All participants were instructed not to discuss the details of their interventions with the other participants to avoid introducing bias. Thirty of 32 participants completed their interventions and agreed to proceed to comparison testing. These participants read the same task descriptions and watched the same exemplar videos before performing their one comparison attempt for each task on the EA/TEF simulator.
All videos collected from both baseline and comparison testing were de-identified using alphanumeric codes and their timestamps were digitally removed to prevent bias based on knowledge of baseline versus comparison status. The de-identified videos (including the baseline videos of the 2 participants who did not complete comparison testing) were marked together by a blinded consultant pediatric surgeon.
A modified OSATS score was used, giving each video numeric scores (1, minimum to 5, maximum) for each of time, dexterity, flow of task, spatial orientation, and overall performance of the task. 4 This gave a total possible score of a minimum of 5 to a maximum of 25. During the previous validation study, 1 time was not included in scoring but was included in this study as it was felt to be a potentially important discriminator for the novice surgeons in their skill development. These were then added to give a total score. Pre- and postintervention scores were matched to their original participants and groups to produce the raw data for analysis (Fig. 2). Ethics were reviewed again retrospectively after intervention and no concerns were raised.
Flowchart of study design. Population, preintervention data collection, intervention groups, postintervention data collection and analysis.
Statistical analysis
Medians (interquartile range) were used as the primary measure of improvement as the data were skewed, means and ranges were also calculated. P values were derived using the Kruskal–Wallis test for continuous variables as data were not normally distributed. If the overall P value was less than .05, post hoc multiple testing was carried out to ascertain which pairwise difference was significant. Pairwise P was then compared against .0083 (i.e., 0.05/6 using Bonferroni correction) to confirm significance. When normality assumptions did not hold (such as when comparing pre- and postintervention scores), P values were derived using either paired t-test for means or Wilcoxon signed rank test for medians. If P was less than .05, this indicates the pre–post change per se significantly differs from zero.
Results
Thirty of 32 participants completed their interventions and comparison testing (6.25% lost to follow-up). Twenty participants were women and 12 were men. There was no significant difference in the measured demographics, gender, or year of study, across the four groups.
Task 1: Ring transfer
There was no statistically significant difference in the baseline OSATS scores, in any domain or overall, for the four groups. There was a statistically significant improvement between pre- and postintervention scores, across all domains in Groups 1 and 2 (Table 2). Group 3 had no significant change in pre- and postintervention scores in any domain. Group 4 had a significant decrease in the spatial awareness and time score in the postintervention assessment but no difference in other domains (Table 2 and Fig. 3).

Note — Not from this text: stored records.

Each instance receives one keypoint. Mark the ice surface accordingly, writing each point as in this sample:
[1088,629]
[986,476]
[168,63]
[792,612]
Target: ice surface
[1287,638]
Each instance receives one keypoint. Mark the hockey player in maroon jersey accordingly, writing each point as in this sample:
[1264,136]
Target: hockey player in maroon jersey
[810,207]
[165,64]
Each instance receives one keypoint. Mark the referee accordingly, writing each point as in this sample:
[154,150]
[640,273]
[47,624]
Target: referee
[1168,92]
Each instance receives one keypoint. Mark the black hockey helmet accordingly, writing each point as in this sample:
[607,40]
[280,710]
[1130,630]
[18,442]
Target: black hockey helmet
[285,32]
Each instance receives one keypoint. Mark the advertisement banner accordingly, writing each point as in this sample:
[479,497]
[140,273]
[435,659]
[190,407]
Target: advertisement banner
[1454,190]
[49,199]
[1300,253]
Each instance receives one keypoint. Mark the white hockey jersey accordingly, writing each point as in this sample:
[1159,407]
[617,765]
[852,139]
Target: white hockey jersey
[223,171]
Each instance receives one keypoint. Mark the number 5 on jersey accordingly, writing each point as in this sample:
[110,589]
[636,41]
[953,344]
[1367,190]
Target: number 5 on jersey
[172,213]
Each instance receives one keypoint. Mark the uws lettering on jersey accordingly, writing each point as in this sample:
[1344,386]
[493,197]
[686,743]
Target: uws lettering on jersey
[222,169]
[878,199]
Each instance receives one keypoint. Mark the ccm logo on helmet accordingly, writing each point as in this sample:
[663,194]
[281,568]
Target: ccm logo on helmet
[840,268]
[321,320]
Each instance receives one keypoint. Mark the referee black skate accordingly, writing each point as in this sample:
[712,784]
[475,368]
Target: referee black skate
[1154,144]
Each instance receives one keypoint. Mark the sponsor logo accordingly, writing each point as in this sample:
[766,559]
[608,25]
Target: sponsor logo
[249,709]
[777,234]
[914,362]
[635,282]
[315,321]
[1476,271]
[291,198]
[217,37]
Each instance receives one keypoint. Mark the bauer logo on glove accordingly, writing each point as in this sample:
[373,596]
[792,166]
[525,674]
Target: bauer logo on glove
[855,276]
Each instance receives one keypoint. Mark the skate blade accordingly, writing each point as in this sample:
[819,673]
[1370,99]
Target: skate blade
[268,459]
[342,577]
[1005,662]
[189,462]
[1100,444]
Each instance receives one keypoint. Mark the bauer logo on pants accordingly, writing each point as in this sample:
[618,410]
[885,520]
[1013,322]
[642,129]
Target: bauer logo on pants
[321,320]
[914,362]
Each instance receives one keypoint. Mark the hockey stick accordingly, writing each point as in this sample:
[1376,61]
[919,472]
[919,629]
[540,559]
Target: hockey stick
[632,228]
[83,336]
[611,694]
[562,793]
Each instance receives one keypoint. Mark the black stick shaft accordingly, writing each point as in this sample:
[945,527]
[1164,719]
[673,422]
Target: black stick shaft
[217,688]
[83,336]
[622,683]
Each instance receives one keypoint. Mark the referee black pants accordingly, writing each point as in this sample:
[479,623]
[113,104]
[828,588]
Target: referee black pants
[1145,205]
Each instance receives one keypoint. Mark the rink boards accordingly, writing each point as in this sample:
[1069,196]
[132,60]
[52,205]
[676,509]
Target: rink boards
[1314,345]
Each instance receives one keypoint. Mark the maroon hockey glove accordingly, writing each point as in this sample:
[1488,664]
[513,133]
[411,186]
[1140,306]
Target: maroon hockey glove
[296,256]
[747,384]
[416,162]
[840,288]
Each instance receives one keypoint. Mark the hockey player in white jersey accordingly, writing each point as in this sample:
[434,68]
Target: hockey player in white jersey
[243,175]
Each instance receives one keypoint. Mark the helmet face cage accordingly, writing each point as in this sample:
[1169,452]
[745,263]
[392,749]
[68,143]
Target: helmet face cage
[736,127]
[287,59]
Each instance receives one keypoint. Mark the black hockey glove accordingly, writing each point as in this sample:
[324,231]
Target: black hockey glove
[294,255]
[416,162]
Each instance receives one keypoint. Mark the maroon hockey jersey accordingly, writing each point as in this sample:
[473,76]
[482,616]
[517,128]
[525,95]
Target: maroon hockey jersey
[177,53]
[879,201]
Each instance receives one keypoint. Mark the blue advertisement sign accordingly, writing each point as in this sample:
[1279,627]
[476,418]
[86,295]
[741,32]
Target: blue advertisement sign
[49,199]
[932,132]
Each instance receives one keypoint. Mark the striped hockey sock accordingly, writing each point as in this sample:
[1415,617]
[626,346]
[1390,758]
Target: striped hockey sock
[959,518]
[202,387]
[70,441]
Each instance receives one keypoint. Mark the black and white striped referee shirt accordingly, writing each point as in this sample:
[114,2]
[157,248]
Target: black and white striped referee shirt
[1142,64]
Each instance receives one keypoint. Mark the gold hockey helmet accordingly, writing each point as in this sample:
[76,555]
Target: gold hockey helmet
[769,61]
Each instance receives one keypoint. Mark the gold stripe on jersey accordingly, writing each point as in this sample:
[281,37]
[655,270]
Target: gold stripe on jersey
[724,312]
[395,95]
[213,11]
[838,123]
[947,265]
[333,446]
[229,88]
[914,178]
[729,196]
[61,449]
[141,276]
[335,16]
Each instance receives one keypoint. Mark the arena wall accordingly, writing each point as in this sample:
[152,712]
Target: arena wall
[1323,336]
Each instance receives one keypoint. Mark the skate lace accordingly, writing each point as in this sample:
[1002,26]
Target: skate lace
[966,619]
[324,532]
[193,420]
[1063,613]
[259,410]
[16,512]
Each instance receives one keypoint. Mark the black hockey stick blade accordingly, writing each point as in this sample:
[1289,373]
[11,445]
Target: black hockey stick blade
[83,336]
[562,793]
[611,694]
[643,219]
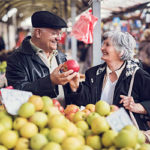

Task 1: box plots of OSATS scores (group medians and interquartile ranges) pre- and postintervention by group (left to right: consultant-led, self-directed, virtual, and control). OSATS, objective structured assessment of technical skills.
Task 1 Objective Structured Assessment of Technical Skills Scores Preintervention and Postintervention
IQR, interquartile range.
Pairwise comparison of the groups' postintervention scores showed significantly higher scores in Group 1 for all domains and total score compared with Groups 3 and 4 (Table 3). Likewise, Group 2 had statistically significantly higher postintervention scores than Group 3 for all domains except flow of task and for all domains than Group 4 (Table 3 and Fig. 3). There was no difference in the improved scores in any domain between Groups 1 and 2 and no significant change in scores in any domain for Groups 3 and 4 (Table 3).
Task 1 Scores Change—Pairwise Comparison of Pre- and Postchanges Between Groups
P < .05.
Task 2: Needle pass
There was no statistically significant difference in the OSATS scores at baseline. Pairwise comparison of the groups' postintervention scores showed no significant difference for any of the measures of performance including total score, although there was a trend toward higher total scores for Groups 1 and 2 compared with Groups 3 and 4; median total score 9 in Groups 1 and 2 versus median total score 7 in Groups 3 and 4 (Fig. 4). As for the improvement between pre- and postintervention scores, none of the groups demonstrated a statistically significant improvement after intervention (Table 4).
Task 2: box plots of OSATS scores (group medians and interquartile ranges) pre- and postintervention by group (left to right: consultant-led, self-directed, virtual, and control).
Task 2 Objective Structured Assessment of Technical Skills Scores Preintervention and Postintervention
Discussion
This RCT set out to investigate whether simulation improves the technical skills of novices relevant to MAS and to determine which approach to simulated training is most effective in improving MAS skills, using validated tasks on a physical simulator.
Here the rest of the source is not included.